La communauté internationale célèbre, ce 5 décembre, la Journée mondiale de l’égalité des chances. Portrait d’un personnage qui redonne à des milliers de femmes, victimes de violences sexuelles en République démocratique du Congo (RDC), la chance d’être guéries et de vivre comme celles qui n’ont pas subi de telles atrocités. Il s’agit du gynécologue Denis Mukwege, «l’homme qui répare les femmes».

Bistouri dans une main et l’Évangile dans une autre, Denis Mukwege pratique la chirurgie réparatrice pour sauver des vies, celles de femmes violées dans la région du Sud-Kivu, en RDC. Victimes collatérales d’une guerre qui ravage l’est du pays, elles trouvent espoir et réconfort dans son centre, l’hôpital de Panzi.

 

De 1999 à décembre 2015, cet établissement a pris en charge gratuitement 48 842 survivantes de violences sexuelles et 37 382 femmes avec des pathologies gynécologiques. Elles ont bénéficié d’une chirurgie reconstructive.

«C’est sur le corps de la femme que se fait cette guerre.» – Dr denis Mukwege

Opérer des enfants et des bébés violés (à cause d’une croyance qui interprète la virginité d’une fille comme une source de richesse), constitue l’une des plus grandes douleurs pour le docteur Mukwege et son équipe.

Dr Mukwege en salle d'opération churigicale
hopitaldepanzi.com

Frère, mari, et fils, Dr Mukwege est considéré par ces patientes comme un proche, un parent. Cette forme de familiarité amplifie la confiance mutuelle entre eux, un aspect important pour le traitement de ces dernières. Alliant savoir-faire et délicatesse, son approche est la preuve palpable de son combat pour la dignité des femmes. Il dénonce sans cesse la situation.

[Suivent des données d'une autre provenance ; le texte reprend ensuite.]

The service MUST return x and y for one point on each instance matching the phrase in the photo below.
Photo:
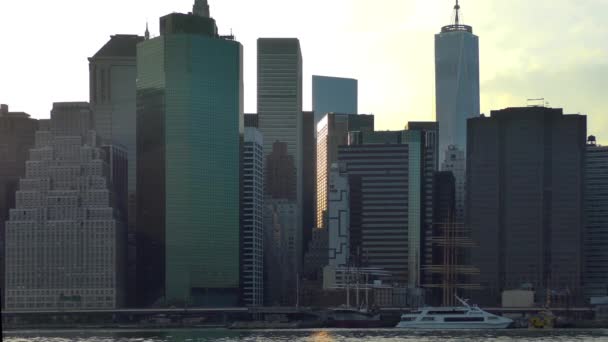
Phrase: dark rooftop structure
(120, 45)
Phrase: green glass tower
(189, 128)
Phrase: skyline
(520, 56)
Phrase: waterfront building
(189, 132)
(309, 162)
(386, 181)
(65, 238)
(456, 81)
(596, 220)
(333, 95)
(112, 75)
(429, 132)
(332, 131)
(280, 119)
(252, 251)
(455, 162)
(17, 132)
(525, 201)
(280, 257)
(280, 99)
(339, 216)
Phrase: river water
(320, 335)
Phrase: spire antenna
(147, 34)
(457, 11)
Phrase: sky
(552, 49)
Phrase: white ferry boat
(459, 317)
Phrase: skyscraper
(17, 132)
(334, 95)
(525, 201)
(385, 178)
(65, 240)
(332, 131)
(454, 160)
(338, 217)
(252, 237)
(309, 162)
(456, 81)
(189, 126)
(596, 220)
(429, 135)
(280, 119)
(112, 75)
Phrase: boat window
(447, 312)
(463, 319)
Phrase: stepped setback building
(65, 239)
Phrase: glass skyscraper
(334, 95)
(281, 119)
(456, 82)
(385, 184)
(190, 123)
(332, 131)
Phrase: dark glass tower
(189, 123)
(525, 201)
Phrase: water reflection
(321, 336)
(325, 335)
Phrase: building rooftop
(120, 45)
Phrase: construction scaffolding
(450, 244)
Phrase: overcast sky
(556, 49)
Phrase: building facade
(339, 218)
(455, 161)
(112, 75)
(280, 119)
(17, 132)
(430, 138)
(334, 95)
(252, 237)
(309, 174)
(525, 201)
(385, 178)
(456, 82)
(65, 241)
(251, 120)
(332, 131)
(281, 263)
(190, 126)
(596, 220)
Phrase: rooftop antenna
(541, 100)
(147, 34)
(457, 11)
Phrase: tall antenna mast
(457, 11)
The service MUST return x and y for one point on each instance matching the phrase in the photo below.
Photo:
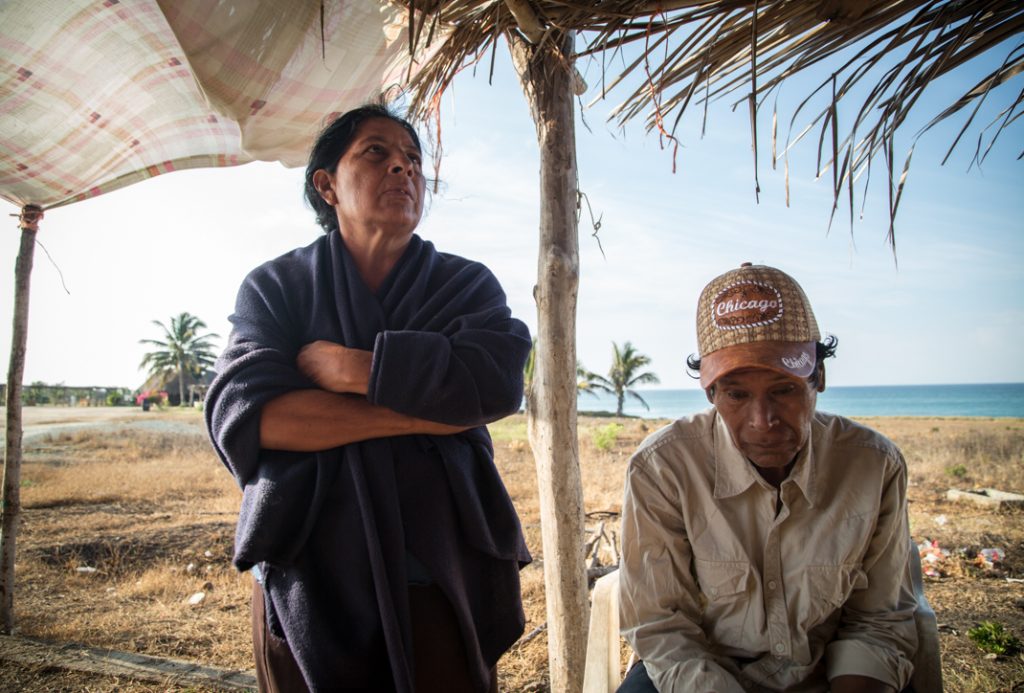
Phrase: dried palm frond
(693, 51)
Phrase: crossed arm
(337, 414)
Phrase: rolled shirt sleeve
(877, 634)
(659, 600)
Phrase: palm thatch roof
(688, 52)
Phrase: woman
(350, 406)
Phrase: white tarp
(95, 94)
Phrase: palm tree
(182, 352)
(623, 376)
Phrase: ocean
(1004, 399)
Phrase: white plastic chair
(603, 673)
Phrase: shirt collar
(734, 473)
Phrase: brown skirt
(439, 659)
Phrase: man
(765, 545)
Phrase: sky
(948, 307)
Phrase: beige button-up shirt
(729, 585)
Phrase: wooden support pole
(10, 508)
(546, 75)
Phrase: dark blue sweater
(332, 529)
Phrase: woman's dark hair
(332, 143)
(822, 350)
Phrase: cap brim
(791, 358)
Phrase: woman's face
(379, 184)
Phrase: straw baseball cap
(755, 316)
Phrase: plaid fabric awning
(97, 94)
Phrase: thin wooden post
(10, 508)
(546, 75)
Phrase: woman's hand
(336, 367)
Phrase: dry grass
(146, 504)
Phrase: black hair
(822, 350)
(332, 143)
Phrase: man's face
(767, 413)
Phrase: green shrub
(991, 637)
(605, 436)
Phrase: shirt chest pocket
(731, 605)
(825, 590)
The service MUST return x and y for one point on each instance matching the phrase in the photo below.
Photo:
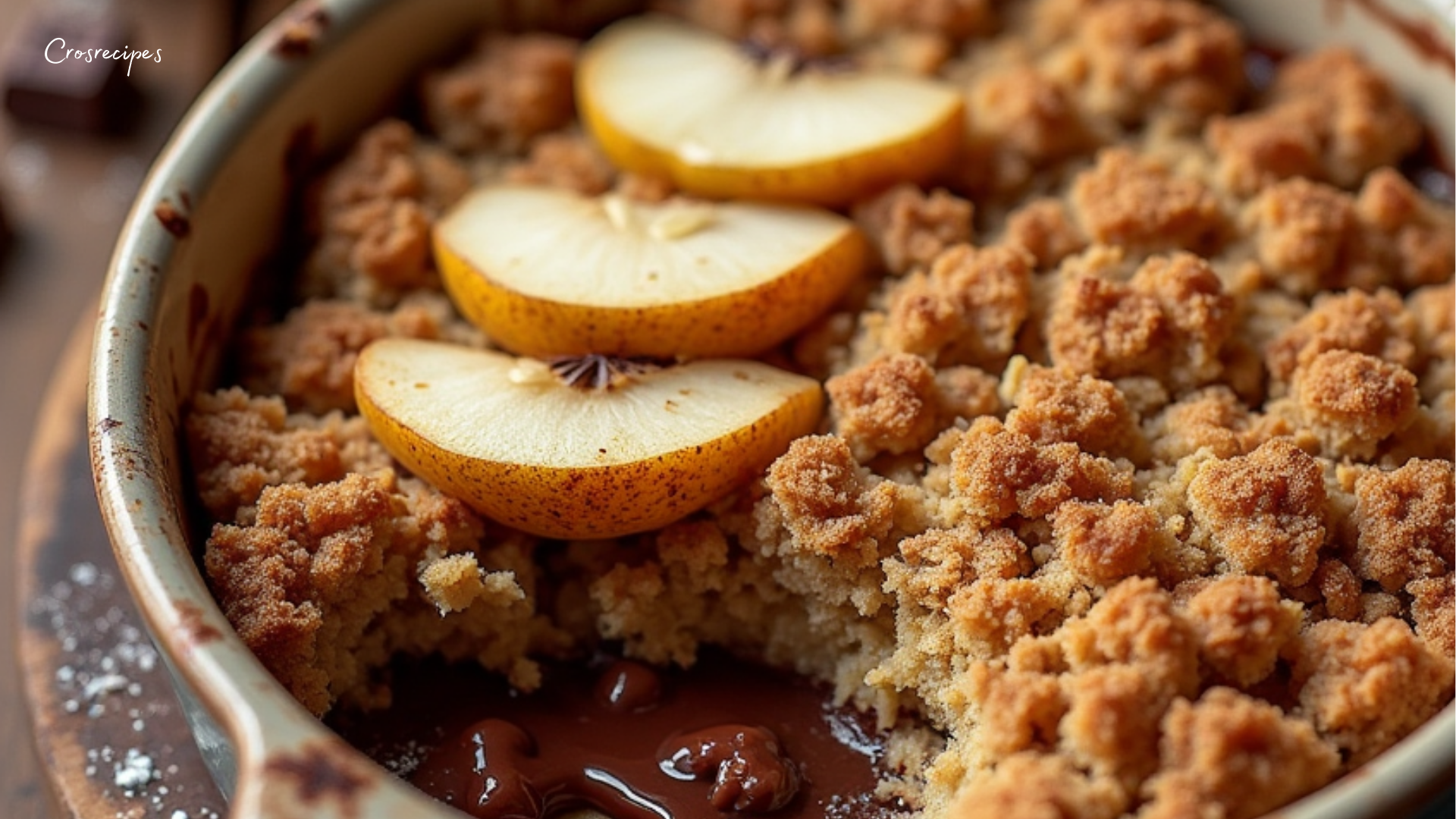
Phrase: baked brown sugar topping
(1133, 487)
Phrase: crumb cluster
(1136, 488)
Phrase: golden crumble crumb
(1036, 786)
(1375, 324)
(1057, 406)
(1353, 401)
(1433, 608)
(1134, 203)
(1433, 309)
(1421, 235)
(1405, 522)
(1329, 117)
(1169, 321)
(1111, 723)
(965, 311)
(309, 357)
(1046, 229)
(1340, 589)
(1244, 624)
(375, 210)
(965, 392)
(990, 615)
(565, 161)
(1103, 544)
(240, 445)
(1021, 121)
(1308, 238)
(1234, 757)
(1212, 417)
(1366, 687)
(998, 472)
(1263, 513)
(1019, 710)
(453, 582)
(1177, 60)
(511, 89)
(910, 228)
(944, 560)
(886, 406)
(1138, 624)
(829, 506)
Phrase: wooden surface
(64, 197)
(109, 733)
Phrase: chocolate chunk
(69, 71)
(746, 763)
(629, 741)
(629, 689)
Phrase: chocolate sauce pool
(718, 741)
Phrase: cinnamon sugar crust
(1134, 494)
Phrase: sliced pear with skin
(548, 271)
(670, 99)
(522, 447)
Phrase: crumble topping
(1134, 494)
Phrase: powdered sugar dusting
(109, 681)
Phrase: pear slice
(670, 99)
(523, 447)
(546, 271)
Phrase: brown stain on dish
(197, 306)
(299, 152)
(1419, 34)
(302, 34)
(321, 773)
(172, 219)
(191, 626)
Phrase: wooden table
(66, 196)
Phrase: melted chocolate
(721, 739)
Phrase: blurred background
(74, 143)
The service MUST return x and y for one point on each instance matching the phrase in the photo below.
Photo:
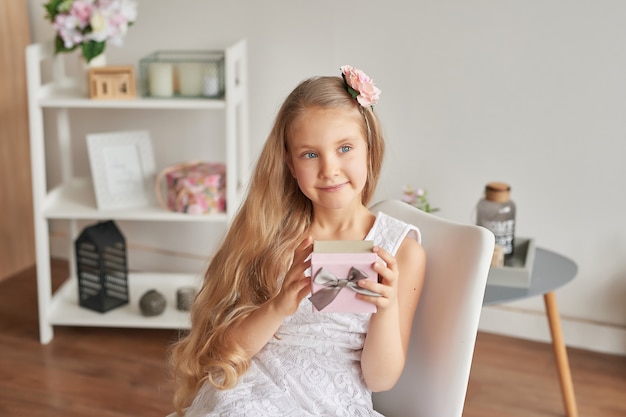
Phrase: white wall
(528, 92)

«Chaque mère violée, je l’identifie à ma mère ; chaque femme violée, je l’identifie à ma femme ; chaque enfant violé, je l’identifie à mon enfant.» – Dr denis Mukwege

De la salle de chirurgie aux écrans de cinéma, l’œuvre salvatrice du Dr Mukwege fait retentir les milieux humanitaires. Le documentaire «L’Homme qui répare les femmes : la colère d’Hippocrate» dresse son portrait.

Traduit en vingt langues, ce long-métrage de 112 minutes montre les victimes, ostracisées, livrées à elles-mêmes, face aux traumatismes psychologiques et physiques de leur agression, commise par un ou plusieurs hommes, rebelles, militaires et policiers.

Comme un missionnaire de l’Évangile, Denis Mukwege parcourt le monde entier pour alerter l’opinion publique sur les viols au Sud-Kivu. Il qualifie cette réalité de «véritable stratégie de guerre, d’entreprise de destruction de la structure sociale». En 2015, il crée la Fondation Panzi RDC pour mieux toucher le cœur des donateurs.

Couvert de distinctions, Denis Mukwege est nominé deux fois pour le Prix Nobel de la paix. Il reçoit de la Fondation pour l’égalité des chances en Afrique un chèque de 100 000 euros, le 18 janvier 2016. À la même occasion, il se verra décerner le prix de l’«Héros pour l’Afrique», par le Parlement européen. Deux ans plus tôt, il obtient de cette même organisation le célèbre Prix Sakharov pour la liberté de l’esprit.

 

Aujourd’hui, à 62 ans, le pasteur évangélique ne tarit pas d’ardeur. Le meurtre du docteur Gildo Byamungu Magadju, qu’il considère comme son fils, en avril dernier, ne l’a pas non plus affaibli. Pour sa propre sécurité, il répond à l’aide de versets bibliques : «je ne crains rien, car Dieu est avec moi».

En octobre 2012, il a échappé à une tentative d’assassinat chez lui. Il est revenu d’exil en janvier 2013, profondément touché par le nombre de femmes qui le réclamaient et qui s’étaient cotisées, malgré leur dénuement, pour payer le retour de leur «sauveur»Aujourd’hui, il vit avec sa famille dans l’hôpital, sous la protection des forces des Nations unies.

Face à l’incertitude politique en RDC, Dr Mukwege incarne pour certains l’alternative à la tête du pays. Mais lui ne cesse de rétorquer : «je ne suis pas un politicien, mais un citoyen engagé qui joue le rôle de sentinelle par rapport aux politiciens».